Blogger Zélia Guardiano disse...

Muito interessante e bonito o seu poema, Maria Ivone!
Só muda o endereço: também tenho eu minha mala de papéis de todo tipo, onde escrevo, num momento de apuro, um ou outro verso...Medo que chegue inspiração e falte suporte para a escrita...
Beijo, Maria Ivone!!!

17 de agosto de 2010 às 23:45  
Blogger Batom e poesias disse...

Este comentário foi removido pelo autor.

18 de agosto de 2010 às 00:58  
Blogger Batom e poesias disse...

Não pensas, minha querida.
Tu és!
És poeta nos versos belíssimos que constrói e na compreensão dos sentimentos alheios.
(Adorei seu comentário no "batom")

Que bom que seguimos juntas.
Bjcas

Rossana

18 de agosto de 2010 às 00:59  
Blogger Andrea de Godoy Neto disse...

Bonito poema, Maria Ivone.E no final, somos todos parecidos, com nossa bagagem de papéis confidentes.

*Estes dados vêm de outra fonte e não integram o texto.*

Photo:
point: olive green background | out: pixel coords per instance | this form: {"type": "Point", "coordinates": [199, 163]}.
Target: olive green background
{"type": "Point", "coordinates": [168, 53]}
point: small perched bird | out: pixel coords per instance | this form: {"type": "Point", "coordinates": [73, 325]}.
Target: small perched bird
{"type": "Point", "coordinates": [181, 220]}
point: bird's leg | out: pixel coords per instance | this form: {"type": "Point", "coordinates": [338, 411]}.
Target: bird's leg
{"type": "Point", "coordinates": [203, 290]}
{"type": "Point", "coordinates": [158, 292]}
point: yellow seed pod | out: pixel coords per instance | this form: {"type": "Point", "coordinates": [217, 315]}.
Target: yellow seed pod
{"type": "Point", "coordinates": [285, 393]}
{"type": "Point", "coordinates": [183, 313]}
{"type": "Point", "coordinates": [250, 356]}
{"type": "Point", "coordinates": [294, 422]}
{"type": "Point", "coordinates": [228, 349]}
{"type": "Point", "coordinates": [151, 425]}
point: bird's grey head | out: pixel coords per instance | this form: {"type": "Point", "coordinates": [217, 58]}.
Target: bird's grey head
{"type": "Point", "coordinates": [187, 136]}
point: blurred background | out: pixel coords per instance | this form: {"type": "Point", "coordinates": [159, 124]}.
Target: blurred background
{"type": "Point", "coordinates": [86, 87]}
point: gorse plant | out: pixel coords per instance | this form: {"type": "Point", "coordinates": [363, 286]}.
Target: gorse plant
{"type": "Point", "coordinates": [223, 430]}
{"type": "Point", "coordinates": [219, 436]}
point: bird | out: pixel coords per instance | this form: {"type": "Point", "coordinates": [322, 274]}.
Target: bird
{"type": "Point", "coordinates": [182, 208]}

beijo grande, minha querida!

18 de agosto de 2010 às 05:00  
Blogger AC disse...

Não deixa de ser uma ideia cativante, uma mala com os papéis mais díspares impregnados de fragmentos poéticos. É o que se chama levar a poesia na mão. :)
Gostei muito, senti-me muito bem ao ler o poema.

Beijo :)

18 de agosto de 2010 às 11:35  
Blogger Lucão disse...

que belezura.
tudo é pretexto, é motivo
ou pode ser
:)

O nosso papel
é a nossa materia.

beijos, MariaIvone
:)

20 de agosto de 2010 às 00:17  
Blogger Luís Coelho disse...

Bom dia
Agradeço a visita ao lidacoelho
Gostei do seu blogue e dos textos e poemas e irei seguir este espaço lindíssimo.
Por vezes não sabemos que somos, mas encontramo-nos em tudo o que fazemos.
Quem não terá uma mala cheia de pequenas coisas e de apontamentos...?
Tantas coisas que fazem a vida de todos os dias e são ainda o rascunho dos nossos poemas.

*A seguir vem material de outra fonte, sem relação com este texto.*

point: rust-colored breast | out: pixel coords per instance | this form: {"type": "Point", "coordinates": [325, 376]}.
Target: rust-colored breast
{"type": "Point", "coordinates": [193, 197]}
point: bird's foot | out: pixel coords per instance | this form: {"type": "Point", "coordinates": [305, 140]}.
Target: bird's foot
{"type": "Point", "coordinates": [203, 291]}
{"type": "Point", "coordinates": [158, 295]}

20 de agosto de 2010 às 07:05  
Blogger Fouad Talal disse...

oi maria!

gracias por sempre visitar o meu espaço.
enquanto a gente pensa, a poesia age.

bjo carinhoso!

20 de agosto de 2010 às 17:17  
Blogger Juan Moravagine Carneiro disse...

Andei ausente por falta de tempo
me desculpa

abraço

21 de agosto de 2010 às 01:06  
Blogger nydia bonetti disse...

Maria, agora carrego um bloco de notas dentro da bolsa. Mas já escrevi em todos estes papeizinhos que citou. :) E a "danada" nos procura nas horas mais impróprias. Acho que a poesia é que nos escolhe e faz de nós poetas. beijo!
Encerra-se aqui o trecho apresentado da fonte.